Department of General Surgery, Ospedale Valduce, Como, Italy.
Department of Robotic General Surgery, Azienda Ospedaliera San Giovanni Addolorata, Rome, Italy.
Int J Med Robot. 2021 Apr;17(2):e2213. doi: 10.1002/rcs.2213. Epub 2021 Jan 15.
Near-infrared (NIR) fluorescence imaging with indocyanine green (ICG) allows intraoperative visualisation of the lymph nodes (LNs) draining the tumour.
We included in our study 20 patients who underwent robotic subtotal gastrectomy + D2 lymphadenectomy for gastric cancer. In 10 cases, intraoperative ICG-guided lymphography has been used (Group A). We compared the number of LNs retrieved with the use of NIR imaging and the number of LNs retrieved without the use of this technique (Group B, historical group).

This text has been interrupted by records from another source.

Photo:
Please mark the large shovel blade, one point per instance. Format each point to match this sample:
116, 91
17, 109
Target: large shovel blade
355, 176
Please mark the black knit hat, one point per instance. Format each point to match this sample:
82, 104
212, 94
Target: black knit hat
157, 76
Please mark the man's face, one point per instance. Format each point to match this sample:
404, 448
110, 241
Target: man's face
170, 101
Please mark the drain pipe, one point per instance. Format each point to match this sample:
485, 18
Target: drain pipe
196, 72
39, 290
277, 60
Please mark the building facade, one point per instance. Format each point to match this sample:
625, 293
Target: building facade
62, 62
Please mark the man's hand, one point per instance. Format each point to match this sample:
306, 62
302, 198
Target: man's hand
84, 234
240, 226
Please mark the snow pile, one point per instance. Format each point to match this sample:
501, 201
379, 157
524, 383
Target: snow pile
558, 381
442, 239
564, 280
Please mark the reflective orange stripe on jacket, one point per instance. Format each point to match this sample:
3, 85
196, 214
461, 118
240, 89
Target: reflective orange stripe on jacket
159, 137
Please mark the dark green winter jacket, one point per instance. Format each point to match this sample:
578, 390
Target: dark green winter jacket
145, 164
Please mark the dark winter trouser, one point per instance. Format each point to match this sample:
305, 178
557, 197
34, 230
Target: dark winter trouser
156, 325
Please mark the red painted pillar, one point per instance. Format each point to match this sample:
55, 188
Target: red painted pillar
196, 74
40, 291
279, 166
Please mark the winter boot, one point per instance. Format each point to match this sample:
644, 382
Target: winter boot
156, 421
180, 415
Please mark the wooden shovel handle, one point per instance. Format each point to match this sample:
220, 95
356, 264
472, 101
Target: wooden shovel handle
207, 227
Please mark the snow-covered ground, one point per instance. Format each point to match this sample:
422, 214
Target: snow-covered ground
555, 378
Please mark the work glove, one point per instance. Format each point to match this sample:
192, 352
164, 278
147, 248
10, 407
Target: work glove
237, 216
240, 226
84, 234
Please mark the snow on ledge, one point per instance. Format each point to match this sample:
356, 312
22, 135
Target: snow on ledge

No complications related to ICG injection or near-infrared imaging were observed. The mean number of overall LNs retrieved was significantly greater in Group A than in group B (40 vs. 24). No statistically significant difference in operative time was observed.
ICG-guided fluorescent lymphography can help in performing a more accurate locoregional lymphadenectomy during robotic subtotal gastrectomy for gastric cancer. This technique represents a precious contribution to gastric cancer surgery.
近红外(NIR)荧光成像结合吲哚菁绿(ICG)可在术中可视化肿瘤引流的淋巴结(LNs)。
我们纳入了 20 例接受机器人辅助胃大部切除术+D2 淋巴结清扫术治疗胃癌的患者。其中 10 例术中使用吲哚菁绿引导的淋巴造影术(A 组)。我们比较了使用 NIR 成像和不使用该技术(B 组,历史组)获取的淋巴结数量。
未观察到与 ICG 注射或近红外成像相关的并发症。A 组总淋巴结检出数明显多于 B 组(40 对 24)。手术时间无统计学差异。
吲哚菁绿引导的荧光淋巴造影术可帮助在机器人辅助胃大部切除术中进行更准确的局部淋巴结清扫。该技术为胃癌手术提供了有价值的贡献。